In this case, it’s managed — though it did involve yet another trip to urgent care. But I’m newly reminded that the sweeping arc of illness never truly ends, it just flexes and bends, like the shadows, with the days.
Tick tick tick.
What Rick said. Plus: Your Substack is among fifteen or so I get, maybe a few more, and they're all by writers and yours is the most consistently well-written--not just typed but edited,, honed, listened to, etc. Please don't tell me you just wing it off the top of the head--I'd find that terribly depressing. There is, as well, the wonderful sandbagging of the reader, vis-a-vis "tick." It's a good example, in miniature, of how book titles sometimes sandbag us--for instance, when way deep into the novel you realize that Sophie does, in fact, have to make a choice.
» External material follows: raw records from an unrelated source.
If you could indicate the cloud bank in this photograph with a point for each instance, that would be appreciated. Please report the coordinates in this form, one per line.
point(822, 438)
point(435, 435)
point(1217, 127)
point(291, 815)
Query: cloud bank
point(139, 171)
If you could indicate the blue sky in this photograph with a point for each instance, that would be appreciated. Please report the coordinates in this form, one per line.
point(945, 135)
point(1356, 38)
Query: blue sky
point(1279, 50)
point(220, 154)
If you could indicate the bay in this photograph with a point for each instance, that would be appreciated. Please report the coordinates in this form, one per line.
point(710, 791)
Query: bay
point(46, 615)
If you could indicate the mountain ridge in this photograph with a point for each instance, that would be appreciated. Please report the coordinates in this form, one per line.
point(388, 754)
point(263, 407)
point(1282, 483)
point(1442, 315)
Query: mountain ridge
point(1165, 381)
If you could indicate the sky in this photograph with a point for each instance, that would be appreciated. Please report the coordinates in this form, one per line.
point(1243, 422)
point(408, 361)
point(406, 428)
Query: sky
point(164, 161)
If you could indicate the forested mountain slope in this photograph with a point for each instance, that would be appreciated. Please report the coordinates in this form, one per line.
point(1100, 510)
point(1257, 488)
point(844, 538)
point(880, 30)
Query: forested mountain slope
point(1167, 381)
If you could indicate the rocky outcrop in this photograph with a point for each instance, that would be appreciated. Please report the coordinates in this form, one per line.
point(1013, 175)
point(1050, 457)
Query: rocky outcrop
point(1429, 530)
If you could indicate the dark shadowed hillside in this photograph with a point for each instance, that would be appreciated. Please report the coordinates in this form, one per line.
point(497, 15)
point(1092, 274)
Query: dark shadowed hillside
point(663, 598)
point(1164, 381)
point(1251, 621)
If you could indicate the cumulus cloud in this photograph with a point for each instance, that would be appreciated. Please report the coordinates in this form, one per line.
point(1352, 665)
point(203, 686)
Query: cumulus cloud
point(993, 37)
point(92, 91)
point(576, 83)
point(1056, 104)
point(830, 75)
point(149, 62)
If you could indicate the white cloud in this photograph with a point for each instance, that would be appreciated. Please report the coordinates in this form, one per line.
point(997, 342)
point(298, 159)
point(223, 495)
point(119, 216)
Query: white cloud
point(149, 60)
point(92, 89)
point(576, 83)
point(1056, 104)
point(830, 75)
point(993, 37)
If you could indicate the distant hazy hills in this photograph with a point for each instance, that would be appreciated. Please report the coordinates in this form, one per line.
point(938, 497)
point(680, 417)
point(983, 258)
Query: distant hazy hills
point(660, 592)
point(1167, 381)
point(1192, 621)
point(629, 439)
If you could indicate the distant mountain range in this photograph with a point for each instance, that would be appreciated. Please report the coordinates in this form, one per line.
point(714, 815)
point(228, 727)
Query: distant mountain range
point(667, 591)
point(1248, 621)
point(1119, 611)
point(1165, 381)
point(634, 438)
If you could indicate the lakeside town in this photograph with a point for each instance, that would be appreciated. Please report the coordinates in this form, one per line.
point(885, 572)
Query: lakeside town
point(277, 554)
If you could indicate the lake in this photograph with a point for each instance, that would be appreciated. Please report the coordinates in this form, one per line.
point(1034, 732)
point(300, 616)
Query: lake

Does one say, "Hang in there!" to an aerialist?
Hang in there!
After reading "Tick Tick Tick" I find myself, unexpectedly, laughing at the weirdness of eclipses and the fact that crows are upset at having two mornings on the same day (which I think is very sensible of them) and the things we see yet don't see. I suppose my laughter was relief and joy. Thanks for taking me along on this adventure.